Nonetheless, at least on the evidence presented so far, the indictment of Mr. DeLay by a state prosecutor in Texas gives us pause. The charge concerns the activities of Texans for a Republican Majority (TRMPAC), a political action committee created by Mr. DeLay and his aides to orchestrate the GOP's takeover of the Texas legislature in 2002. The issue is whether Mr. DeLay and his political aides illegally used the group to evade the state's ban on corporate contributions to candidates. The indictment alleges that TRMPAC took $155,000 in corporate contributions and then sent a check for $190,000 to the national Republican Party's "soft money" arm. The national committee then wrote $190,000 in checks from its noncorporate accounts to seven Texas candidates. Perhaps most damning, TRMPAC dictated the precise amount and recipients of those donations.
The Los Angeles Times editorializes that the real scandal concerning Delay is not what he did in Texas, but what he truly believes in:
the real scandal in Washington, as someone once said, isn't what's illegal, it's what's legal. DeLay has practically made a career out of testing the boundaries on ethics — and going far beyond them politically. The House Ethics Committee knows him on a first-name basis, having admonished him three times in the last year for activity that stretches back more than four years. The Texas grand jury that indicted him on Wednesday has been investigating possible legal violations by DeLay and his associates for months.

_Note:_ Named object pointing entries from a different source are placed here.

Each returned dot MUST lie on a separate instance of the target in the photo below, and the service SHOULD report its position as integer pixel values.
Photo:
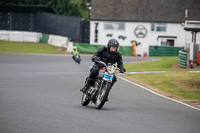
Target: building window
(114, 25)
(158, 27)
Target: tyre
(85, 100)
(103, 95)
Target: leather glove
(122, 70)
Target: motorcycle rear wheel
(85, 100)
(102, 96)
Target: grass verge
(181, 85)
(28, 47)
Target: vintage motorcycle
(98, 93)
(77, 58)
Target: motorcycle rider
(109, 54)
(75, 52)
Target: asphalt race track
(40, 94)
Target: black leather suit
(106, 56)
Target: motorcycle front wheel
(102, 95)
(85, 100)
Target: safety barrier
(90, 49)
(164, 50)
(182, 59)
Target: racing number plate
(108, 77)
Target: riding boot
(88, 83)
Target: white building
(150, 22)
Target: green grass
(27, 47)
(165, 63)
(181, 83)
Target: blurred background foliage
(75, 8)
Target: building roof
(26, 9)
(172, 11)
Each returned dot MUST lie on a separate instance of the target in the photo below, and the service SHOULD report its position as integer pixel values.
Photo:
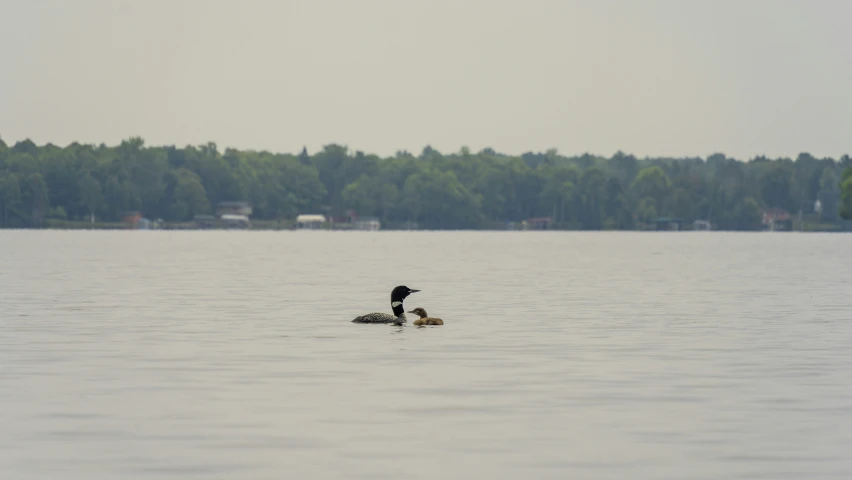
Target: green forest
(459, 190)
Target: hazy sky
(649, 77)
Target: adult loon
(398, 294)
(425, 319)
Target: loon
(425, 319)
(398, 294)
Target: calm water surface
(230, 355)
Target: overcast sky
(649, 77)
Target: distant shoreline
(267, 226)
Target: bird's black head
(399, 293)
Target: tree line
(459, 190)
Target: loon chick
(398, 294)
(425, 319)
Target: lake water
(231, 355)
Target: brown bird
(425, 319)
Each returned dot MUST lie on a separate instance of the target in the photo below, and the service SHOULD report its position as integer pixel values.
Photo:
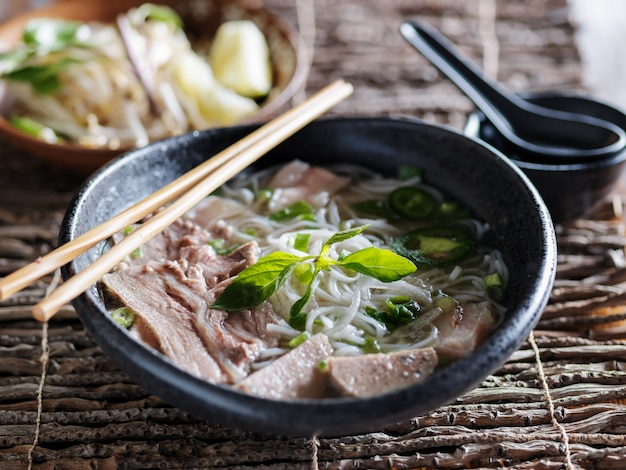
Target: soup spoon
(533, 132)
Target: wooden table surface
(558, 402)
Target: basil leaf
(344, 235)
(384, 265)
(257, 283)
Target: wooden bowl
(201, 19)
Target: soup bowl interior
(465, 169)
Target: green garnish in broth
(258, 282)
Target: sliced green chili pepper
(412, 203)
(372, 207)
(434, 246)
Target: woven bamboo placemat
(558, 402)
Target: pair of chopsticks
(181, 194)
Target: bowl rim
(329, 418)
(475, 120)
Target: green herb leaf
(150, 11)
(52, 34)
(258, 282)
(297, 209)
(384, 265)
(495, 286)
(43, 78)
(344, 235)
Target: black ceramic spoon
(533, 132)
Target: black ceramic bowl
(467, 170)
(569, 190)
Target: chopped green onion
(297, 209)
(406, 172)
(251, 232)
(401, 311)
(371, 207)
(150, 11)
(298, 340)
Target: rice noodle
(338, 305)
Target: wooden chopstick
(190, 189)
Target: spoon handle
(488, 96)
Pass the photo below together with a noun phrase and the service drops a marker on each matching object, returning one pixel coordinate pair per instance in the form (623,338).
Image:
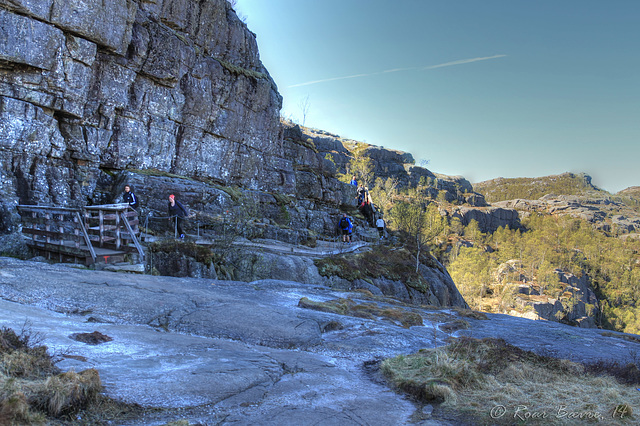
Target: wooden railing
(113,226)
(56,229)
(75,232)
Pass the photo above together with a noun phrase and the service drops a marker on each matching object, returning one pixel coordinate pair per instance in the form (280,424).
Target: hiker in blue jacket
(178,212)
(346,227)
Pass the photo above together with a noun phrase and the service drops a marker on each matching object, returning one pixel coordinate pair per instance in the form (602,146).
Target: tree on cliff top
(421,225)
(361,166)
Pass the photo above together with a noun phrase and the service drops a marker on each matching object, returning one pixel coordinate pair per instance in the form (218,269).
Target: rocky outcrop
(208,352)
(600,211)
(575,303)
(90,87)
(489,219)
(387,163)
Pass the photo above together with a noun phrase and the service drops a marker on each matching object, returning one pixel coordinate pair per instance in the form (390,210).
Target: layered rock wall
(88,86)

Yet DeLay is more than the sum of his ethical lapses. He also has a long history of hypocrisy. During the Clinton administration, he criticized the bombing of Kosovo, saying that U.S. foreign policy was "formulated by the Unabomber"; six years later he chastised Democrats for criticizing U.S. policy in Iraq, saying they were "putting American lives at risk." His calls for the federal government to play a smaller role in Americans' lives were betrayed by his demands that it intervene in the case of Terri Schiavo.
Hypocrisy is the occupational hazard of politics. DeLay, however, is a special case, a partisan so unprincipled that not even his allies pretend that he stands for anything; his nickname, "The Hammer," comes from his ability to enforce party discipline. DeLay's indictment will lead to an increase in demagoguery on both sides of the aisle. But the real problem isn't what DeLay may have done, it's what he stands for.
4 Comments:
IMHO, Tom DeLay makes the late Richard Milhous Nixon look like a Boy Scout Leader and former Speaker Newt Gingrich look like a choir boy.
The Republicans need to get rid of him and the Democrats need to start acting like leaders and not just a bunch of whiners.
One has to wonder if there will EVER be a scenario where the moderates from both sides of the aisle can have their day to demonstrate bipartisanship and leadership.
Corruption swears allegiance to no party though it probably favors the party in power. One measure of character is how swiftly the corruption is dealt with.
...and EVERYTHING is bigger in Texas! ;-)
Dorsano is right. Both parties are filled with bought and paid for politicians. Being the majority party just means the spotlight is on you more than the minority.
Notice how the accused wrongdoing in TX occured while the republicans were the minority party, but have come into the light at this time.
America needs serious campaign finance reform.